WOW maybe I need a MATCHED QUAD.....................NOT:lol:

pitdogg2
pitdogg2 Posts: 25,425
edited October 2013 in The Clubhouse
Post edited by pitdogg2 on

Comments

  • pitdogg2
    pitdogg2 Posts: 25,425
    edited October 2013
    don't know what happened I got a dual on this thread...
  • nspindel
    nspindel Posts: 5,343
    edited October 2013
    I say PFB should jump all over them.
    Good music, a good source, and good power can make SDA's sing. Tubes make them dance.
  • strider
    strider Posts: 2,568
    edited October 2013
    Is a 300A an equivalent to a 300B?
    Wristwatch--->Crisco
  • pitdogg2
    pitdogg2 Posts: 25,425
    edited October 2013
    strider wrote: »
    Is a 300A an equivalent to a 300B?

    from what I understand yes just a little different base


    http://www.positive-feedback.com/Issue57/300B.htm very interesting read in the link


    The Western Electric 300B resulted from a slight modification to the Western Electric 300A vacuum tube that was introduced in 1935, which was used in the previous models of Western Electric audio amplifiers like the 92A. The photo below shows a typical commercial installation of audio amplifiers for the time period. Note the pullout turntable in the rack above the 92A amplifiers.

    300B

    Single-ended-triode vacuum tubes & amplifiers like the Western Electric 300B & 91A started fading from the scene when the higher power Williamson push-pull circuit utilizing negative feedback, and more powerful vacuum tubes like KT66, appeared in 1947. By the middle of the 1970s the world had almost completely forgotten about the Western Electric 300B & 91A. The single-ended-triode fires had burned down to a faint glow and were ready to pass into a state of extinction, but then something wonderful happened: Japanese audiophiles rediscovered 300B directly-heated single-ended-triode vacuum tubes in the late 1970s and resurrected the 300B SET amplifier.

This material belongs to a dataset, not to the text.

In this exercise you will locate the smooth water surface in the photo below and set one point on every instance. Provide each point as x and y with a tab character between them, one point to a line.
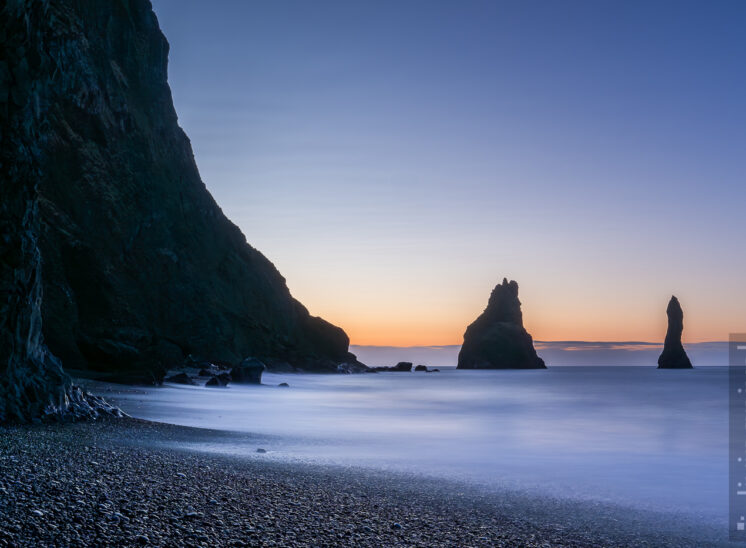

    Japanese audiophiles noticed how good the 300B SET amplifiers were both musically and sonically, and they started quietly buying up vintage American vacuum tubes like the Western Electric 300B, vintage American tube amps like the Western Electric 91A, and vintage speakers that were designed to be used with low powered vacuum tube amplifiers (like the Tannoy series of Dual Concentric™ speakers and enclosures, and the Altec Voice of the Theatre loudspeakers (Altec was a spin off company of Western Electric incidentally)).